Pek hoş bir deneyim değil aslında hiçbir şeyin değişmediğini gözlemlemek. Değişim doğasına mı aykırı etrafımdakilerin, yoksa ben mi bu konuda beceriksizim henüz bunu çözemedim. Fakat şu kesin ki uzun zamandır sonu gelmeyen bir döngünün içerisindeyim. Ve işin dramatik tarafı, artık uzanan yardım ellerini geri çevirmiyorum. Sanırım büyüdüm. Belki, biraz. Kendime itiraf edecek gücü bulamasam da, artık başkalarının yardım eli uzatmasını beklemek yerine ben yardım dileniyorum.

Ne var ki hiçbir şey değişmiyor. Evet, çoğu zaman aktörler evriliyor. Yapraklar dökülüyor, ağaçlar kışın üşüyor, aşina olmaya başladığım yüzler soluyor ve ben farklı bir odada,farklı bir zaman diliminde, yine, perdenin altından sızan ışıklar ile selamlaşıyorum. Çoğu zaman üzülüyorum, ama genellikle umursamıyorum. Anlamsız bir şekilde vurdumduymaz bir insan oldum çıktım. Maddi dünyada çok uzak olmayan günlerde, daha dikkatli ve düşünceli biriydim. Bana sorsan üzerinden on yıllar geçmiş gibi sanki.
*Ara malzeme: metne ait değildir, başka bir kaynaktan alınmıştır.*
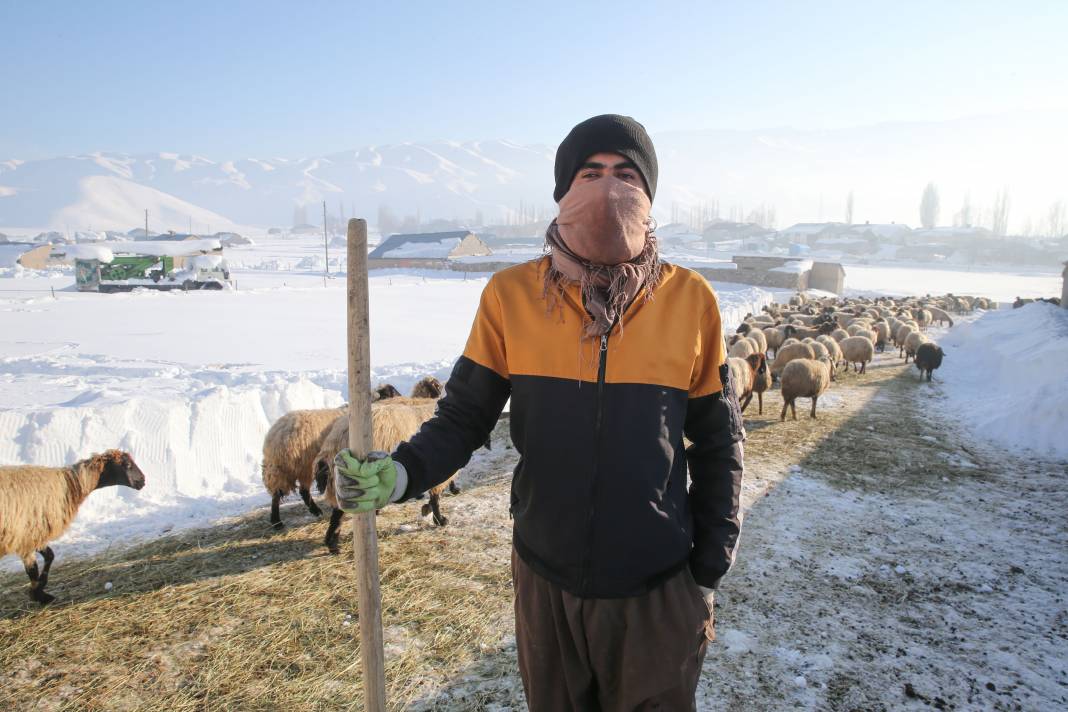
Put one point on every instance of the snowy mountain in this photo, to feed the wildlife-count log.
(802, 175)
Nazım diyor ya; “ben içeri düştüğümden beri on kere döndü dünya güneşin etrafında, ona sorarsanız lafı bile edilmez mikroskobik bir zaman, bana sorarsanız on senesi ömrümün” diye. Bazı şeyleri tecrübe etmedikçe anlayamıyor insan. Bu da öyle bir şey sanki.

Sanki, omzuma bindirilen her yük beni her adımda daha da aşağıya çekiyormuş gibi. Hissettirmeden, yavaş yavaş benliğimi yeyip bitiriyormuş gibi. Abartıları sevmediğimi iddia edemem. Zira ben abartıların adamıyım. Normal bir yaşam sürmeye çalışan, fakat her deneyişinde yoluna taş koyulan. Ne kadar aptalca geliyor değil mi. Biliyorum, kendimi anlatmakta zorluk çekiyorum. Dilsiz geçirdiğim günlerin hatırına say.

Bir arkadaşım bana bu cümleleri sarf etseydi kendine acımayı bırak derdim. Muhtemelen haklı da olurdum. Fakat düşününce, birilerinin kendine acıması gerekmiyor mu sence de? Birileri, tüm bu yaşanan üzüntülerin hakkını vermek zorunda değil mi? Her şeyi her fırsatta dile getiren annem haklı değil mi? Sırf çocuğunun alfabeyi öğrendiğini görmek için yaşama kıyısından tutunan o kadın haklı değil miydi ya da? Düşününce, sence ben de haklı değil miyim? Yaşantısı boyunca istediği her şey için mücadele eden ve sürekli görünürde “rahat” bir hayat sürdürüyormuş görüntüsü çizen o adam, haklı değil mi?

Dahası, sen kimsin ki haksız olduğum kanısına varabiliyorsun? Durduramıyorum artık anlamıyor musun? Yaşantım boyunca oluşturmak istediğim her şeyin kıyısındayım. Her şeyi bırakıp gitmeye bu kadar yakınım. Etrafındaki insanların ne önemi var, her seferinde aynı sonuca varıyorsan? Bence, sen ne demek istediğimi anlıyorsun. Evet, belki de bunlar sefil bir yaşantının sonucu oluşmuş sefil düşünceler. Ama, benim. Etrafımdaki değersiz insanların yaklaşamayacağı kadar gerçekler hem de. Hiçbirinin takdir edemeyeceği kadar gerçek ve rahatsız edici. Senin aksine ben elimdekiler ile yetinmeyi öğrendim. Düşe kalka belki, belki öğrenmek için gereğinden fazla şeyi feda ederek. Yine de öğrendim. Dönüp duran sonsuz renklerin hatırına.

Yaşanan onca şeyden sonra, sanırım biraz serzenişte bulunmak benim hakkım. Eğer şu an bir filmde olsaydık, kapıdan karizmatik görünüşlü birisi girip bana “ne kadar çok düştüğünün önemi yok, önemli olan her seferinde tekrardan kalkmaktır” derdi. Ne yazık ki bu bir fars oyunu, hem de en çirkininden. Ve ben, kendimi bir kez daha koşabilecek kadar güçlü hissetmiyorum. İnanç birçok konuda etkili olabilir, hatta seni hayata bağlayan yegane şey bile olabilir. Fakat hiçbir şey, bir insanın kendisini tam anlamıyla tanımasından daha acı verici olamaz.

Artık sır yok. Artık gizlilik yok.
Yüreğime en yakın tuttuklarım dışında.